Interview By Joshua Lee
Getting vaccinated can be a major pain. Getting your shots is no fun at all and, as adults, we don’t even get a lollipop at the end. But Dr. Jaren Trost, MD, MBA, and primary care director at Optum, says keeping up-to-date with your vaccinations could save you from serious illness in the future.
The Paper.: Aren’t immunizations for kids? Why do adults need to get them?
Trost: Yes. Many children from newborn to four months old to a year old need their shots, and kids also need their shots for school. But adults of all ages really need to keep their vaccinations up-to-date, because immunity from childhood vaccines can wear off over time. I’m a rheumatologist. As we age, our immune systems tend to weaken, putting us at higher risk for certain diseases. That’s why the CDC recommends that older adults get five vaccines: The flu shot, the pneumonia vaccine, the shingles vaccine, the tetanus shot—we call it Tdap—and the COVID-19 vaccine.
When should adults be taking these vaccines?
The flu shot can be given anytime from six months to your elder years—really across the age spectrum. Pneumonia and shingles are given after age 50. And the Tdap vaccination is given every 10 years.
Now the COVID-19 vaccine—we recommend that and it’s suitable for all ages six months and older.

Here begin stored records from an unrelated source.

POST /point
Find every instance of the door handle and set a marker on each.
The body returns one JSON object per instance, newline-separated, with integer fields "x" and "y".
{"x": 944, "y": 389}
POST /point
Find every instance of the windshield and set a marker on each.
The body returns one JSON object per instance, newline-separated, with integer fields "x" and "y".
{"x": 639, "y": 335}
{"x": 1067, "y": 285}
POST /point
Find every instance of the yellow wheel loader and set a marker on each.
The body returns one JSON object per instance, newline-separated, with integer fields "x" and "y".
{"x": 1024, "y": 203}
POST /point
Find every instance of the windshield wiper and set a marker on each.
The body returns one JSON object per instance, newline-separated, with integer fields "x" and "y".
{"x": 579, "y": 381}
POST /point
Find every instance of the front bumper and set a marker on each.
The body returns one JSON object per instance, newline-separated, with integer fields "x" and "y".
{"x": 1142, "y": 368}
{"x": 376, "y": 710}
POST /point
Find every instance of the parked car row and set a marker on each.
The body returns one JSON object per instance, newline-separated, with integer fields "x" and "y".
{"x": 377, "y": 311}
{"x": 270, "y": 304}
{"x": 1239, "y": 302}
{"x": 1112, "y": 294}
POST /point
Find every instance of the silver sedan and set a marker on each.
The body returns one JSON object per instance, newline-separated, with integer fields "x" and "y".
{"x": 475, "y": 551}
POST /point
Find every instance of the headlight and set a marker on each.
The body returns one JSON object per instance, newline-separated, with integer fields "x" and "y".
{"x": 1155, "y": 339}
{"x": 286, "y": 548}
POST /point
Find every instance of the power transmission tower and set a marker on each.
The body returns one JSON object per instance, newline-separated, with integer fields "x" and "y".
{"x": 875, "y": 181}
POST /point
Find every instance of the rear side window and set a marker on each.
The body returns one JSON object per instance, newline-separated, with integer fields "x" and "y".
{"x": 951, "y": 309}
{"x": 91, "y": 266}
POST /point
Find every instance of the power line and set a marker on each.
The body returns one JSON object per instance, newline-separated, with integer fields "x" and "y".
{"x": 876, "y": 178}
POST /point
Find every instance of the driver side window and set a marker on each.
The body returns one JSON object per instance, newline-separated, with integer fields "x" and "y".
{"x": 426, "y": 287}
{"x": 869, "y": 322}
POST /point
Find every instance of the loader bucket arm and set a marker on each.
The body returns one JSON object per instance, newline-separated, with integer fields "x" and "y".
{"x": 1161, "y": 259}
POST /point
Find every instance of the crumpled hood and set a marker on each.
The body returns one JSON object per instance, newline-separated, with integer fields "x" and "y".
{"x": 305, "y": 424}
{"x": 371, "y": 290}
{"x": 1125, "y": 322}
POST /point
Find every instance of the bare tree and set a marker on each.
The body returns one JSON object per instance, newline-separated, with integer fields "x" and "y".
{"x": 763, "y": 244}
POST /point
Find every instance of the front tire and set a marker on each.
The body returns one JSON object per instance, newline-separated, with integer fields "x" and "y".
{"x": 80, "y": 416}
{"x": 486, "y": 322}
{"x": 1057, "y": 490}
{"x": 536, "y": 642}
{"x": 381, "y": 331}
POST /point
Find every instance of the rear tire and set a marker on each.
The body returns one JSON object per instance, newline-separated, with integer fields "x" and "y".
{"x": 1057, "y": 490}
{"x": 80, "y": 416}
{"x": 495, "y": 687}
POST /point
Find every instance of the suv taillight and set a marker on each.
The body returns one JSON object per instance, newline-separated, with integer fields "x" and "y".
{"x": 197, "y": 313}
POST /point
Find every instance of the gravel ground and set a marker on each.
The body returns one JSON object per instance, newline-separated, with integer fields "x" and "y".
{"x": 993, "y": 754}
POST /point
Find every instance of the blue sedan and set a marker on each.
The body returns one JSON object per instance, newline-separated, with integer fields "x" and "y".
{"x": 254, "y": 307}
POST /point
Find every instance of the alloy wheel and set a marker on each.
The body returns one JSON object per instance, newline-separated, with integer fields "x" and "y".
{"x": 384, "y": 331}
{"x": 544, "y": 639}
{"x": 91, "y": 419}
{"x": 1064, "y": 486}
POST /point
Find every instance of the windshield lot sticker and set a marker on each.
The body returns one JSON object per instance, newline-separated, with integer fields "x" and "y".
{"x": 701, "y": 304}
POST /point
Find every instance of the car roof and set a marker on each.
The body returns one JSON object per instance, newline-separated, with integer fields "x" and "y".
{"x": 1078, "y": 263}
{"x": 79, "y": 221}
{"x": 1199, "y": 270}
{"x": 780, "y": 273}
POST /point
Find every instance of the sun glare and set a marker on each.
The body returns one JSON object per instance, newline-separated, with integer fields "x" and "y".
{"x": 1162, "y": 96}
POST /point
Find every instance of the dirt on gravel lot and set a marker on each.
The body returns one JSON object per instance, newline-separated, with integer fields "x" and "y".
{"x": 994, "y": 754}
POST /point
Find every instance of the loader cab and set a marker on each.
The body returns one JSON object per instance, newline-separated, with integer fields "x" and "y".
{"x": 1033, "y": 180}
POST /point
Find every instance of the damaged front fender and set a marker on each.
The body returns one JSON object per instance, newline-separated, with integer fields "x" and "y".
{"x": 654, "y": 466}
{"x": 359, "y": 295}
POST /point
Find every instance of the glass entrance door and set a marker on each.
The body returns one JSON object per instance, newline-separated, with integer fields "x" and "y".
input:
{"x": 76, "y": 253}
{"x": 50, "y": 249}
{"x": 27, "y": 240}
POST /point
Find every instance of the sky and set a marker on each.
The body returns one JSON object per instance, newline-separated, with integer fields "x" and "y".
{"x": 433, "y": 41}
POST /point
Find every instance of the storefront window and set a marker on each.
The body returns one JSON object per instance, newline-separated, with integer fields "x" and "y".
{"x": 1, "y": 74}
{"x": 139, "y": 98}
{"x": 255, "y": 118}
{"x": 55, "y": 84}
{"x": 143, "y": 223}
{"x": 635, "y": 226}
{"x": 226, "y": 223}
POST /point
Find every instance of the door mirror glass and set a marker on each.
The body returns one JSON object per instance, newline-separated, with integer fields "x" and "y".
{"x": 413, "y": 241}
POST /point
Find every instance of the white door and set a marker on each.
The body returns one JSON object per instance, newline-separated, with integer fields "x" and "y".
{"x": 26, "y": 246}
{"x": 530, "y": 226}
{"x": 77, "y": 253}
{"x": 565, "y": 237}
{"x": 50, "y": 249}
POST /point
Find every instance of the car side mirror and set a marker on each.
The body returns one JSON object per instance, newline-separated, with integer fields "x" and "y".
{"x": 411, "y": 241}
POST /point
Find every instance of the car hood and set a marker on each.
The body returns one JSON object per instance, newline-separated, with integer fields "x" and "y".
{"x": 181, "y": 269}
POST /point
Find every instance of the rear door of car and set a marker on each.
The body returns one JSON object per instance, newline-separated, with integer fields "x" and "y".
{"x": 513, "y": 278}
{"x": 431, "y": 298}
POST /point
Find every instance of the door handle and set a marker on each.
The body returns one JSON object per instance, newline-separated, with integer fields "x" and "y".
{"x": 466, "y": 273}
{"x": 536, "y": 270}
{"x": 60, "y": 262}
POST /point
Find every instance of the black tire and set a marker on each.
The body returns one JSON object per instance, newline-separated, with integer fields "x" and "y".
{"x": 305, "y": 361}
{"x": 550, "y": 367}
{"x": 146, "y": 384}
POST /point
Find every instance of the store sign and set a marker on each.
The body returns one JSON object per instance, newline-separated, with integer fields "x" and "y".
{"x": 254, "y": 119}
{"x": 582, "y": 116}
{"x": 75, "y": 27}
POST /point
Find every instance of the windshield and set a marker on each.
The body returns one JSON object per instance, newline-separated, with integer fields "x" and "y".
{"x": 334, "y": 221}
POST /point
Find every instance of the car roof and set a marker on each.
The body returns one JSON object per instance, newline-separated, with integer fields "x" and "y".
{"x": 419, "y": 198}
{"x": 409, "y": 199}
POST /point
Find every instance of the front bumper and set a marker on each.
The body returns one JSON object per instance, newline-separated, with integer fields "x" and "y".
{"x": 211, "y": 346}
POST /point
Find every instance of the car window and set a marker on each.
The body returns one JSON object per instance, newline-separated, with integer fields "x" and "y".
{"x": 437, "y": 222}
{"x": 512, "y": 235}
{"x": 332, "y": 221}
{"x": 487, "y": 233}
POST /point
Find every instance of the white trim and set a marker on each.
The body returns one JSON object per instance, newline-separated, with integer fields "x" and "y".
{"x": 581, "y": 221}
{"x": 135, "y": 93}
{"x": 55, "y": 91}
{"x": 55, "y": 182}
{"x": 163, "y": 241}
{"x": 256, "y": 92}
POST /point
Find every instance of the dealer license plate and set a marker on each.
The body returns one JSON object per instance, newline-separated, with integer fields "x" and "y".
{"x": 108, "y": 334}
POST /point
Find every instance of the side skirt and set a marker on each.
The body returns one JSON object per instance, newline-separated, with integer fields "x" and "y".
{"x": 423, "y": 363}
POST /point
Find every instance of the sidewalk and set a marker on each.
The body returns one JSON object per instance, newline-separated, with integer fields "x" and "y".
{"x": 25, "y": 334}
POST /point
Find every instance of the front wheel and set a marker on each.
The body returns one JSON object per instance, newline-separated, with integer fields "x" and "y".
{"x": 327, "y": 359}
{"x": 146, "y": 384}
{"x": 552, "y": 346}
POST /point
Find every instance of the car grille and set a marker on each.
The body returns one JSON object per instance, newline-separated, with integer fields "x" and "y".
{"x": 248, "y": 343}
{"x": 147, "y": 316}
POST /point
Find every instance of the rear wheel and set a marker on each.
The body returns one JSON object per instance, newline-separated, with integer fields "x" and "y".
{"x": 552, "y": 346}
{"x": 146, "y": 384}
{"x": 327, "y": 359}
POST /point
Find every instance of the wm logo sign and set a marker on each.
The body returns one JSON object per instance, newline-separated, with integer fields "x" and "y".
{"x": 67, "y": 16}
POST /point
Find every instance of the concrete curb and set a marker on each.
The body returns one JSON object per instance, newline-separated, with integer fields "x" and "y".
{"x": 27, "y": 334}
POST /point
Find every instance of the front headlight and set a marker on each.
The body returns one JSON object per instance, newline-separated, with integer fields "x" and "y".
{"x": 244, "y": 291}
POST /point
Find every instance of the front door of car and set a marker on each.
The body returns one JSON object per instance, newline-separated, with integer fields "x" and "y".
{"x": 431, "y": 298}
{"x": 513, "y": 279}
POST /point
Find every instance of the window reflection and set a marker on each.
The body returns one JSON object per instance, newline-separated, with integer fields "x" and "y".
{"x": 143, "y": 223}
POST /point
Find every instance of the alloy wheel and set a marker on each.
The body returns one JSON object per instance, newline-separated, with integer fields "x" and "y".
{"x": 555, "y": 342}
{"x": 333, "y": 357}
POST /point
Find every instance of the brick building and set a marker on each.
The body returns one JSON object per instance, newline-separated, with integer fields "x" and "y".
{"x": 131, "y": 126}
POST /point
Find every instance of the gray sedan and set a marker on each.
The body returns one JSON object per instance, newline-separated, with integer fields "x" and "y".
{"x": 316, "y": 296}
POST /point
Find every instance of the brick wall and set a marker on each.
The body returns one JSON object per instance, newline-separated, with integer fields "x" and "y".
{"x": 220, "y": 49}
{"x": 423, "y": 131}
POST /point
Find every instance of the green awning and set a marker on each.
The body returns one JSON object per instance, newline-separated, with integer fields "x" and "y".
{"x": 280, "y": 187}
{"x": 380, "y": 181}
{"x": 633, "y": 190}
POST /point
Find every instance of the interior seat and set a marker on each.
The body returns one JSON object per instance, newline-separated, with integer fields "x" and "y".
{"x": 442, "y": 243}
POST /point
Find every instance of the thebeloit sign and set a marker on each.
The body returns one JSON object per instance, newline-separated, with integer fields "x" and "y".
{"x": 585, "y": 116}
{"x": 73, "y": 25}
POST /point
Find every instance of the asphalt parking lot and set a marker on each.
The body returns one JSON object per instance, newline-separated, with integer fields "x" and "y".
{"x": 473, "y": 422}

Are immunizations safe for everybody?
They are safe for everybody except for the people who’ve had a bad reaction to the vaccine. For example, flu shots. There are some people that may have had an anaphylactic—allergic—reaction to the flu vaccine. Everyone is able to get vaccinated except those who have a severe allergy.
How can a patient check their vaccination status if they aren’t sure about it?
Go talk to your primary care provider and ask about what vaccines you’ve have and haven’t had, and they will help guide you in the right direction and help you with an individualized treatment plan.
Can patients get all of their routine vaccines at one time?
Yes. It’s really important that they get the vaccines, and if they don’t have an allergy to them, they can get them all.
The danger of not getting vaccinated is not being protected against these diseases. Flu, COVID-19, pneumonia, shingles—all of these are very debilitating. The risk is that you could miss work because you’re sick, but these are all very preventable diseases. It’s really important that you get vaccinated because we don’t want you to get these diseases that are easily preventable.
If patients want more resources about adult vaccination, cdc.gov is a great website. They have different tabs for the different immunizations. If patients have more questions they can do that, or they can call Optum if they need a primary care provider. We’re willing to see you and answer all your questions about vaccines.